Kemarin Sore
Senja segera tiba, namun jingga tak kunjung datang. Kami bertiga duduk di sana, menghadap ke arah barat namun dengan tatapan yang kosong. Lembah yang semula membatasi kami dengan sungai, kini telah ditimbun menjadi bakal jalanan. Tempat itu tak lama lagi akan menjadi terlalu terekspos untuk dijadikan tempat bercengkrama dan tinggal hanya akan menyisakan kenangan.
Sebatang rokok telah habis ia isap, berkat lelakinya yang pergi bersama perempuan lain. Air mata telah habis kami tumpahkan bersama. Kami telah habis dengan masalah masing-masing. Kecuali perempuan yang duduk di tengah, matanya kering dari air mata.

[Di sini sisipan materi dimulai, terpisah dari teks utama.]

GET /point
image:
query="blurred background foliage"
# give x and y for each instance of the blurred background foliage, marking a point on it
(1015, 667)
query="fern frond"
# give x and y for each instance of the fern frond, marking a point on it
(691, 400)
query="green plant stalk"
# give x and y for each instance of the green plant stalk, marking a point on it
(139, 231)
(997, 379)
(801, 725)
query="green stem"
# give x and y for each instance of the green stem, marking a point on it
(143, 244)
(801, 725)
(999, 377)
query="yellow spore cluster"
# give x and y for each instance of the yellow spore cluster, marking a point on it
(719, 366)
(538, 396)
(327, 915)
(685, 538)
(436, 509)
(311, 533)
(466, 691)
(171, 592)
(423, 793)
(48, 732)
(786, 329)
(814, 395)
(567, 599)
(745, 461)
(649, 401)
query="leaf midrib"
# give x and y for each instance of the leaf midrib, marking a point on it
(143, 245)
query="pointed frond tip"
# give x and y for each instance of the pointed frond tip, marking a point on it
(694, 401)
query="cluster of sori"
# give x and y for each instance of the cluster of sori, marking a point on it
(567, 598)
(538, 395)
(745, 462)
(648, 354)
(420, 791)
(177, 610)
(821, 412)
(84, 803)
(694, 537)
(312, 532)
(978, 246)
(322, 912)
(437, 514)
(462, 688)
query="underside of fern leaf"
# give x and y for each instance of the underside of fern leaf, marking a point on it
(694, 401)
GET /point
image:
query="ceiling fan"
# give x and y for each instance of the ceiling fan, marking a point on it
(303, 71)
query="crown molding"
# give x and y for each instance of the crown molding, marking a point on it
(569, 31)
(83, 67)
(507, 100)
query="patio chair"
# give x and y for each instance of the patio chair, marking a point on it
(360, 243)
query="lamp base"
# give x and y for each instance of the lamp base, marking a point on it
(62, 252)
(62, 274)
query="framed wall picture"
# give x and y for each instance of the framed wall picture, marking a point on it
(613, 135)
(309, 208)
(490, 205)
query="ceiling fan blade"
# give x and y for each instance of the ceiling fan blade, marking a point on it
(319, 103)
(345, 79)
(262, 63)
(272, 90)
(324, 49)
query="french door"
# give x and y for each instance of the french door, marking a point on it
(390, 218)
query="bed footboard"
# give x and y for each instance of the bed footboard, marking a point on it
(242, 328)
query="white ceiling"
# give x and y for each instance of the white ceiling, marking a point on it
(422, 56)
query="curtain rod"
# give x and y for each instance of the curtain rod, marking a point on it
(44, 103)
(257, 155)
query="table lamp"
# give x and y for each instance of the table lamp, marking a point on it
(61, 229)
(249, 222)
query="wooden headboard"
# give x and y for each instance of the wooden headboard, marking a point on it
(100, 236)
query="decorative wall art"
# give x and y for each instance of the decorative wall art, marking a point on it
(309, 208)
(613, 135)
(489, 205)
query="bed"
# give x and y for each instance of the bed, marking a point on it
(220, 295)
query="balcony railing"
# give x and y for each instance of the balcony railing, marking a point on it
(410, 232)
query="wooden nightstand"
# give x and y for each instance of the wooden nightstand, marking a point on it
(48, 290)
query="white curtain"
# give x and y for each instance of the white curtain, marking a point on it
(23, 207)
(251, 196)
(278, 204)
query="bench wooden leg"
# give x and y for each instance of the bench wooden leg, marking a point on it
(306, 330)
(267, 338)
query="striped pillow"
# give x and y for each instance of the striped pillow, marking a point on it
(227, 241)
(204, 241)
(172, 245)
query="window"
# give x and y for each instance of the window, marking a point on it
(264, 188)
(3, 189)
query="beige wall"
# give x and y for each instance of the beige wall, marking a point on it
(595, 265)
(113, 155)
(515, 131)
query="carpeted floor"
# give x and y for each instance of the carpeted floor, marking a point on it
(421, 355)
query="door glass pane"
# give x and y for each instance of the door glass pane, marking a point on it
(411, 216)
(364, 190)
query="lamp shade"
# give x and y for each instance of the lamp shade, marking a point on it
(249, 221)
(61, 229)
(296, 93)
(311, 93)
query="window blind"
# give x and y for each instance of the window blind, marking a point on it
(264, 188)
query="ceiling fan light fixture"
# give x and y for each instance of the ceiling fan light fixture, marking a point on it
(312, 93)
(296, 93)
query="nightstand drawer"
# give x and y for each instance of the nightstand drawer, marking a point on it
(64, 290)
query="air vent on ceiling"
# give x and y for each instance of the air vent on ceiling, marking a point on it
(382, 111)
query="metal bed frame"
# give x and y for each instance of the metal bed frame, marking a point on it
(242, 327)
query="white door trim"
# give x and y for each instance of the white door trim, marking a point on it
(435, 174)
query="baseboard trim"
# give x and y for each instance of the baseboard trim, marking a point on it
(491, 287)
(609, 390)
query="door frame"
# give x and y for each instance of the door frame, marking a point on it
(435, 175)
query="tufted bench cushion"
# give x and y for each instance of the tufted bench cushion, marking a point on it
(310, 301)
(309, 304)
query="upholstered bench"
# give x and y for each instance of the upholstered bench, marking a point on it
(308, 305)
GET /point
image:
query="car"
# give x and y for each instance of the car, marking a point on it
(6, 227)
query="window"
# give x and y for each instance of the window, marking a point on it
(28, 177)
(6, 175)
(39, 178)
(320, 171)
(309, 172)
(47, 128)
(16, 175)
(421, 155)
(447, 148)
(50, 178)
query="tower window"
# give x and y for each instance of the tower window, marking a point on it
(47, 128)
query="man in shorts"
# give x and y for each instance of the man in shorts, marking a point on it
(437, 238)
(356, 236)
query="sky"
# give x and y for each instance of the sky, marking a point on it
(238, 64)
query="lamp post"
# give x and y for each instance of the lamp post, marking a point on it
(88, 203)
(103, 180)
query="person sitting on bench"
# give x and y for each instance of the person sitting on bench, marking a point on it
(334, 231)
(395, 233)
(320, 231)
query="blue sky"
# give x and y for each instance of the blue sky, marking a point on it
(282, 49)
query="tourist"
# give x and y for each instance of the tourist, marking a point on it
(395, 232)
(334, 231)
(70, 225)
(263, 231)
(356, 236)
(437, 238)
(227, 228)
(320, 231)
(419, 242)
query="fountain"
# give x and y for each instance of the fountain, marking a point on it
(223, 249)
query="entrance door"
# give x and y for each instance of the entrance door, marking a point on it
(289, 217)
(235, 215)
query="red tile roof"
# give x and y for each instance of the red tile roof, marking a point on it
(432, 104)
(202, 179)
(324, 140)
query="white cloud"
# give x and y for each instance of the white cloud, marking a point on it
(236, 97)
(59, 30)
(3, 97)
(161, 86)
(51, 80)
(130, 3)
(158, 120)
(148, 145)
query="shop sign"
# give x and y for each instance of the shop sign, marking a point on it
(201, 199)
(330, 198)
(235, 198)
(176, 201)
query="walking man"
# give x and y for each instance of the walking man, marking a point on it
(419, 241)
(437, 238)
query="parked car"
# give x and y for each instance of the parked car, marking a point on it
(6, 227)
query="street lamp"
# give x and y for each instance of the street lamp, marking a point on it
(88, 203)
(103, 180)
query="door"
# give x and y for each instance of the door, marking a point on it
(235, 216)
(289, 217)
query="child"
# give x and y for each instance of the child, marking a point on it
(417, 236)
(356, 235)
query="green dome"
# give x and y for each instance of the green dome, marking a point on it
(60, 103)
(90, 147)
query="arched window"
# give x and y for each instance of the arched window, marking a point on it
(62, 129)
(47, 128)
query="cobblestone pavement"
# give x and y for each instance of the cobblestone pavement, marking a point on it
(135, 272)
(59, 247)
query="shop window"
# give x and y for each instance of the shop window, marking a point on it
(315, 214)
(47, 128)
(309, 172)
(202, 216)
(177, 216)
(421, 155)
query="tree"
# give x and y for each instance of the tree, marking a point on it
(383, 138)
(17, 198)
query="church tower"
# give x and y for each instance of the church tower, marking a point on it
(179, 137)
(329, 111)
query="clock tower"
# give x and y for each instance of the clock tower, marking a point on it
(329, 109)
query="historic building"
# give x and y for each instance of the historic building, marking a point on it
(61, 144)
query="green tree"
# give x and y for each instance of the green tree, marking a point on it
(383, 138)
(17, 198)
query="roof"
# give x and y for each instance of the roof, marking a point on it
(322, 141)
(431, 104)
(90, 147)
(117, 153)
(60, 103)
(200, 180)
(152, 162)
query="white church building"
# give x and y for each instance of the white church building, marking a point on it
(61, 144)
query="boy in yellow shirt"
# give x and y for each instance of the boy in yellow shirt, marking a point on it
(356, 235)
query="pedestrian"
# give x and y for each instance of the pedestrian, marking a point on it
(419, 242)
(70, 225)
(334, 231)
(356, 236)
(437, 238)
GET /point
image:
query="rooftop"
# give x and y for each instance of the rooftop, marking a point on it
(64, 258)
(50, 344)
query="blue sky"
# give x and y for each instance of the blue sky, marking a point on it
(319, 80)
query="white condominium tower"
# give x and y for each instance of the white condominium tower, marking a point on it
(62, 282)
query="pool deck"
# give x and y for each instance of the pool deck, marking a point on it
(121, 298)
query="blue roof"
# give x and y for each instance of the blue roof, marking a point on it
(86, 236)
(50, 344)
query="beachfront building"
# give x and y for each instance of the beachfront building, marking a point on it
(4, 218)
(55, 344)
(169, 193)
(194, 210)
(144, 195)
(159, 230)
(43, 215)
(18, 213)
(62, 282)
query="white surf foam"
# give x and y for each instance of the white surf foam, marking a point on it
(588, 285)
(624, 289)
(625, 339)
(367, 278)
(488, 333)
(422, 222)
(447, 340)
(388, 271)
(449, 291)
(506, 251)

Namun bila kausingkap lengan bajunya, akan kaulihat luka di tangannya sebab depresi di benaknya.
Bicara soal depresi; bicara kesehatan mental. Apakah kita pernah betul-betul sehat?
Senja berangsur gelap, satu persatu serangga bermunculan dari balik semak-semak. Kami meninggalkan tempat itu, lalu aku berpindah ke suatu tempat dimana perhelatan pembukaan pameran sedang diselenggarakan. Sendirian, aku duduk di baris ketiga dari paling depan. Tepat di sebelah perempuan tinggi berkemeja putih, celana pendek, dan sepatu kets abu-abu. Tak lama setelah itu, baru kuketahui namanya: Fey. Seperti sebagian orang sebelumnya, ia mendugaku sebagai anak sekolah. Bukan masalah berarti bagiku.
Ketika pintu pameran dibuka, aku memasuki ruang berdinding putih dan berlantai keramik putih. Di sana, pemain musik memainkan tiga instrumen musik yang belum kuketahui namanya. Yang satu alat musik melodis, yang dua ritmis. Sangat indah.
Aku mengamati lukisan yang dipajang satu persatu. Langkahku terhenti pada satu karya interaktif. Pada karya itu, terdapat tulisan cut to feel dan background silakan direspon. Awalnya, tidak ada yang berani mengukir karya tersebut dengan alat yang telah disediakan di atas meja yang ditaruh tepat di bawah karya tersebut. Tak lama kemudian, datang seorang pria berumur 40an yang kemudian langsung meraba karya tersebut. Menariknya, ia melakukannya dengan tangan kiri, sebab tangan kanannya ia gunakan untuk menutup telinga kanannya. Sambil melakukan hal tersebut, bibir Sang Bapak komat-kamit namun tiada satu kata pun meluncur dari mulutnya. Entah apa yang ia pikirkan atau katakan. Beberapa orang justru menghampiri, mengamati karya dan Sang Bapak.
Sang Bapak kemudian mengambil alat yang disediakan kemudian mengukir sebagian latar belakang karya tersebut. Hanya sedikit, lalu ia pergi. Akhirnya, tindakannya disusul oleh orang-orang yang penasaran. Aku juga. Menarik.